A third group of methods is based on phylogenetic reconstruction of potentially large samples of mtDNA HVS-I sequences, followed by estimation of the rates by counting the number of mutation events in each site. For a survey of these approaches, see Bandelt *et al*. (2006). As an example, we consider here the approach that Bandelt *et al*. (2006) develop and two previous approaches, by Excoffier and Yang (1999) and Meyer and von Haeseler (2003). Both of the latter are approximate ML methods, attempting to reconstruct the full distribution over possible tree topologies and estimate parameters simultaneously. Because of the extreme difficulty of this task, especially assuming rate variation, even for moderately sized data sets (up to several hundred samples), as used in these two articles, they develop different approximation approaches. Excoffier and Yang (1999) generate a limited set of parsimonious candidate trees and investigate the robustness of their estimates to their choice of topology from this set. Meyer and von Haeseler (2003), on the other hand, alternate between estimating phylogeny and mutation rates (where the phylogeny estimation step assumes known, but potentially variable, mutation rates). Bandelt *et al*. (2006) discuss these approaches and explore their limitations and shortcomings, which they consider to be critical. They therefore conclude that the best approach for mutation rate estimation is to manually construct a *best* tree (in their case, using parsimony considerations) and estimate the mutation rates by direct counting on this tree. They apply their methodology to ∼800 samples.

Our approach is motivated by the current availability of very large databases of HVS-I sequences, such as the genographic public participation database described in Behar *et al*. (2007), and by the realization that construction of reliable phylogenies for such large samples is a difficult, often impossible task. Instead we rely on partial, highly reliable phylogenetic information, in our case in the form of haplogroup (Hg) associations of the mtDNA samples we use. We develop a formal ML inference approach that allows us to find ML estimates of the site-specific rates without reconstructing the explicit phylogeny. We show that ML parameter estimation in our model is a binomial regression with complementary-log-log link function (a generalized linear model) for estimating the site-specific mutation rates and the size parameters for each Hg-specific phylogenetic tree. The main advantage of our approach is that it allows us to practically apply our method to large data sets and eliminate the difficulties resulting from uncertainty about the correct phylogeny. In our case, we apply it to a data set of 16,609 samples, collected in the Genographic Project (Behar *et al*. 2007) and classified into Hg's relying mostly on information from the slowly mutating coding region of mtDNA. We demonstrate the superiority of our estimates over the results of Bandelt *et al*. (2006) and others.
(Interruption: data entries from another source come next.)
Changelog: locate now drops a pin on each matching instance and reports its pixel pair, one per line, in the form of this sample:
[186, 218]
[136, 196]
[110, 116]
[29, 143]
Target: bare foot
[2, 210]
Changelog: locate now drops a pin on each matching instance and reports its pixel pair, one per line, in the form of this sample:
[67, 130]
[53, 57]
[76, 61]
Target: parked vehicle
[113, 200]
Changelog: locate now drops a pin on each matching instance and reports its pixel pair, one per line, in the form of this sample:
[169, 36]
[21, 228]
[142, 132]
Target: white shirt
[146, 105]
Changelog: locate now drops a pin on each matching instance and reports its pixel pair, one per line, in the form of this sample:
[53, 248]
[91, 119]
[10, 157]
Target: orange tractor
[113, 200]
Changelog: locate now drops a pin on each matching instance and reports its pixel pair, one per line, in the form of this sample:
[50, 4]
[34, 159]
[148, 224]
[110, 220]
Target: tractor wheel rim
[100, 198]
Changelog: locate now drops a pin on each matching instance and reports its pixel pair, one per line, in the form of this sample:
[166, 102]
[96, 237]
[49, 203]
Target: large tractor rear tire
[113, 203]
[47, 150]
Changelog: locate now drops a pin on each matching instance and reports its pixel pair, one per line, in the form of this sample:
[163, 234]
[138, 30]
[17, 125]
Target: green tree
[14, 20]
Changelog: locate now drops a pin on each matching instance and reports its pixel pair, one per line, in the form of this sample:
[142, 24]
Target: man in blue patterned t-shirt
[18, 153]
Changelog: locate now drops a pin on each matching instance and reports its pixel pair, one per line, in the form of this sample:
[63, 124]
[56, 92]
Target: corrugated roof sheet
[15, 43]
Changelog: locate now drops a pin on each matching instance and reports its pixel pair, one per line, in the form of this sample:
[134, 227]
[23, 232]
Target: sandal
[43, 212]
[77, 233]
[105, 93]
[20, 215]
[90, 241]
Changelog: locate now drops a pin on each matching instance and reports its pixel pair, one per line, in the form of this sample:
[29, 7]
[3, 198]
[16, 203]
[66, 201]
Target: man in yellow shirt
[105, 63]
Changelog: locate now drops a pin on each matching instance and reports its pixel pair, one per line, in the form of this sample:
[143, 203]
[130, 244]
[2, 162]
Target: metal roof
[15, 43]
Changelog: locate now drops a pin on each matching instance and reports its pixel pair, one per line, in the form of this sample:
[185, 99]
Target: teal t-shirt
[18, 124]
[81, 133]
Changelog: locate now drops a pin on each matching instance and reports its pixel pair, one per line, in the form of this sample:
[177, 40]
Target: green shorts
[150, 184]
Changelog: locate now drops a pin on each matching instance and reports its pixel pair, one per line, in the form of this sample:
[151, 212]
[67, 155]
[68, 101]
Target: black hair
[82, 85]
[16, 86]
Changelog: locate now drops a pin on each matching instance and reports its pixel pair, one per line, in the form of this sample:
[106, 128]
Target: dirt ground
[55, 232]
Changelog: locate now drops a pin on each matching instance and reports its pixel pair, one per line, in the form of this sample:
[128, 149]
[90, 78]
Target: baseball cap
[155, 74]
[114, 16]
In addition to the search for functionality mentioned above, our methodology and the estimates it generates can be used to improve phylogeny estimation algorithms and sequence quality checking (Bandelt *et al*. 2002), as well as phylogenetic classification as we showed in Behar *et al*. (2007). Our likelihood-based approach also supports likelihood-ratio tests for the *site independence* hypothesis underlying much of the inference regularly performed on phylogenies. Below we perform these tests and demonstrate that this independence hypothesis is mostly reasonable for mtDNA HVS-I.

## MATERIALS AND METHODS

#### Statistical estimation approach:

Assume we observe a large number of sequences of a nonrecombining DNA region. These samples are all located on a phylogenetic tree. We are not given their detailed phylogenetic relationship, but rather a *haplogroup* view of that relationship. That is, the samples are divided into groups that belong to the same haplogroup or paragroup, together abbreviated here as Hg, where each Hg can be thought of as a terminal subtree of the full phylogenetic tree, whose internal structure is not known. This situation is illustrated in Figure 1 (a paragroup may technically be a subforest of the full tree, but this has no bearing on our methodology).

We assume we have aligned sequences and concentrate on their differences through single-nucleotide polymorphisms (SNPs). We ignore insertions and deletions in our analysis. We do this because their mutation mechanisms are more difficult and less well understood than SNPs and because insertions and deletions in HVS-I appear to be unique events, not prone to homoplasy or back mutations (Behar *et al*. 2007). We also assume the following:

The haplogroup classification of all sequences is known and accurate.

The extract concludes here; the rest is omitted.